ShinkaEvolve: Towards Open-Ended and Sample-Efficient Program Evolution

ShinkaEvolve introduces a novel framework aimed at advancing program evolution leveraging LLMs. This framework addresses significant inefficiencies in current methods by introducing key algorithmic innovations that lead to enhanced sample efficiency. The paper evaluates these innovations across several complex tasks, demonstrating substantial improvements over existing approaches.

ShinkaEvolve Framework

ShinkaEvolve employs a structured evolutionary strategy designed to efficiently explore program space. The method integrates three core innovations: a parent selection technique that balances exploration and exploitation, code novelty rejection sampling, and a bandit-based LLM ensemble selection strategy.

Figure 1: High-level overview of ShinkaEvolve. Left: The ShinkaEvolve framework constructs an archive of evaluated programs, rejection-samples new programs, and evaluates their fitness. Right: ShinkaEvolve provides a sample efficient alternative to AlphaEvolve and outperforms its Circle Packing solution.

The combination of these techniques allows ShinkaEvolve to outperform existing frameworks, particularly in the context of the circle packing problem, where it achieved optimal solutions with significantly fewer program evaluations.

Parent and Inspiration Sampling

A critical component of ShinkaEvolve's efficiency is its parent sampling mechanism, which strategically balances between exploiting known high-quality solutions and exploring new areas of the solution space. This is done using power law and weighted sampling to manage the trade-off between exploration and exploitation.

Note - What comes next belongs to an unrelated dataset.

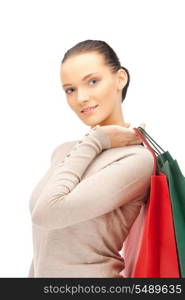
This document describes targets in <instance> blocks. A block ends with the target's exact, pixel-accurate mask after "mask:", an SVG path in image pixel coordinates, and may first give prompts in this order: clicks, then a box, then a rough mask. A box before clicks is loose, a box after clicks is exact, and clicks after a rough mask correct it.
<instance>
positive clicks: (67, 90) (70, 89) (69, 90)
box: [65, 88, 74, 94]
mask: <svg viewBox="0 0 185 300" xmlns="http://www.w3.org/2000/svg"><path fill="white" fill-rule="evenodd" d="M70 90H74V89H72V88H71V89H67V90H65V92H66V94H70V93H68V91H70Z"/></svg>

Figure 2: ShinkaEvolve Parent Sampling. The strategies range from pure exploration (uniform sampling) to pure exploitation (hill-climbing) to a combination of performance and novelty.

Program Mutation and Novelty Rejection

To foster diverse program generation, ShinkaEvolve applies LLM-guided mutations with novel rejection sampling techniques. Program diversity is enhanced via an embedding-based novelty rejection mechanism that prevents the proliferation of redundant solutions, ensuring only meaningfully novel programs are selected for further evaluation.

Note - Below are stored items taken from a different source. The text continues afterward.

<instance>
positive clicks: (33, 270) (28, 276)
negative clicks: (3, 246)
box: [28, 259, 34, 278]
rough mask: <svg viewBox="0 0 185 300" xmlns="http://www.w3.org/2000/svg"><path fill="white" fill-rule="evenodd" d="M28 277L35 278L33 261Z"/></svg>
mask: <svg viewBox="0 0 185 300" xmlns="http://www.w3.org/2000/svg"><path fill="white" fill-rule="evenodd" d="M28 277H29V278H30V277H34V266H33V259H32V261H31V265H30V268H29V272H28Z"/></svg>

Figure 3: ShinkaEvolve Program Novelty Rejection Sampling. ShinkaEvolve embeds mutable code snippets, computes similarities across the archive; if the maximal score exceeds a threshold, another LLM is queried to assess whether the program is meaningfully novel.

Results and Analysis

The framework was tested on several tasks, demonstrating substantial improvements in efficiency and outcomes compared to benchmarks. Notably, on the circle packing task, ShinkaEvolve achieved state-of-the-art solutions using significantly fewer program evaluations.

Figure 4: ShinkaEvolve on Circle Packing Task. Left: ShinkaEvolve outperforms AlphaEvolve's solution within less than 150 program evaluations. Right: ShinkaEvolve's program evolution tree demonstrates the iterative composition of stepping stones into high-performing solutions.

Furthermore, the application to improving ALE-Bench solutions and designing effective Mixture-of-Experts (MoE) load balancing loss functions underscores ShinkaEvolve’s capability to handle diverse tasks effectively.

Implications and Future Work

ShinkaEvolve demonstrates the potential for efficient program evolution frameworks to advance various computational problems significantly. By reducing the sample complexity and providing open-source accessibility, it paves the way for broader adoption and further innovation in evolutionary computational strategies.

Future work could focus on enhancing the open-endedness of the system by enabling autonomous task specification and continuing the integration of sophisticated meta-learning strategies to realize the full potential of continuous discovery.

Conclusion

ShinkaEvolve represents a substantial step forward in the domain of program evolution frameworks by integrating innovative sampling and mutation strategies to achieve superior performance. Its open-source nature and improved sample efficiency democratize access to advanced computational tools, fostering further advancements in the field.